# If money didnt matter- what would be the best AJ setup



## cliff k

Just asking what you all think. Money does matter to me, but I am curious as to what combination of reel rod line everyone would use. After looking at the post of the 130lber, it had me wondering.


----------



## lobsterman

A Smith AMJ rod with a Stella for spinning or Avet HX Raptor for conventional.


----------



## Chris V

A Shimano Ocea Blue Rose or Star Plasma Jig rodwith a Stella or Saltiga Dogfight and a full spool of 80-100lb Tuf line XP


----------



## User6882

zebco 33 with 30lb berkley mono


----------



## fisheye48

> *cliff k (3/10/2010)*Just asking what you all think. Money does matter to me, but I am curious as to what combination of reel rod line everyone would use. After looking at the post of the 130lber, it had me wondering.

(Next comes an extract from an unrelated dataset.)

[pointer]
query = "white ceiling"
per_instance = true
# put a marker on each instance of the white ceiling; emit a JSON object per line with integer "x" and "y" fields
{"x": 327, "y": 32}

some kinda of barge with a winch...with stainless cable of course!!!


----------



## SUNDAY-FUNDAY

9/0 with 200# pp and a 10' 400# mono leader. 14/0 circle, 16oz weight, with a mongo hardtail. stuck in the rod holder. no need for fancy stuff on rig donkeys.


----------



## dpewitt




----------



## recess

> *dpewitt (3/10/2010)*


THAT RIGHT THERE MY FRIEND WOULD DO IT


----------



## lobsterman

> *SUNDAY-FUNDAY (3/10/2010)*9/0 with 200# pp and a 10' 400# mono leader. 14/0 circle, 16oz weight, with a mongo hardtail. stuck in the rod holder. no need for fancy stuff on rig donkeys.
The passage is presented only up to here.